Many people have also suggested that pagination that differs from viewing surface to viewing surface (including the printed book) is highly confusing and makes it difficult to find a particular location if previously viewed in a different layout, or to match locations in a class where there are multiple layouts. I want to suggest that this problem is not better in a scrolling environment and that in either case we need better visual cues and navigation systems in order to make on-screen reading a palatable experience.

Does paginated content offer a better reading experience than bottomless scrolling content? I would have to say that in most of the current manifestations it is a toss-up. But the potential exists to make a phenomenal reading experience from paginated content that is combined with a great user interface and navigation system.

Friday, October 15, 2004

Optimum Line Length

If you go entirely by empirical research, you will discover that from the first books printed in English to today’s paperback novels, there are about 65 characters per line in material that is meant to read immersively. Several studies have looked at the optimum reading line length in English and agree that for immersive reading experiences, around 65 characters per line is best. Even design books will tell designers to use the two-and-a-half alphabet line length as a guideline for best readability. But why is it?

An examination of the mechanics of the eye shows that there is a parafoveal angle of the eye that is approximately 12°. Within that, there is a foveal angle that is about three-quarters of a degree. The foveal angle is the amount of input into the eye that is sharply in focus. The parafoveal is the amount of information that is registered, but largely ignored by they eye as being slightly out of the direct line of sight. Beyond this 12° range we enter peripheral vision. The interesting thing is that this marks out the range of eye movement that can be done without engaging the neck muscles to turn the head as one reads. So, one might say that there are 16 chunks of sharp vision in the 12° range as the eye scans a line of type before returning to the beginning of the line.

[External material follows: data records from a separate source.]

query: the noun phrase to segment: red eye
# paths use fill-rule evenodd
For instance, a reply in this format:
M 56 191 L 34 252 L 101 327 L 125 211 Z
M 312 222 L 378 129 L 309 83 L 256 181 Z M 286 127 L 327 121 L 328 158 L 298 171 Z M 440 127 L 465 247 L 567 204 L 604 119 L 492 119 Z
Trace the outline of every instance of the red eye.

But how much information can be acquired in each resting point. Some studies have shown that we can sharply see and register about 4–5 characters within the foveal fixation (coincidentally, the average length of an English word). What is not readily available in that information is whether the character recognition was based on a common book line of type or if it was scientifically arrived at by quantifying how much information the brain is able to comprehend from one foveal fixation point. It seems curious that the line length conveniently works out to 4 times 16 or 64 characters as the optimum.

Without getting into a criticism of what we base our opinions on, I think that there is an open question that arises out of the investigation that no one has broached. Is it the number of characters within the foveal range or the amount of information that is contained therein. If it were the number of characters, we should expect that there should be 4 or five Chinese characters in a fixation of the eye. But each Chinese character is an entire word. So where we have five characters to make up one word, the Chinese would find five words. Can the eye grasp that amount of information in a single fixation? Or does it imply that Chinese should be written with only 32–33 characters per line instead of 64–66?

I raise these as questions, acknowledging that a lot of work has been done on this subject, but not yet having found the exact universal algorithm that would translate typesize intuitively across cultures and script types. I’m not yet ready to propose an answer, even though I’ve proposed a couple patents on technology that would offer one solution. For here, it is enough to question.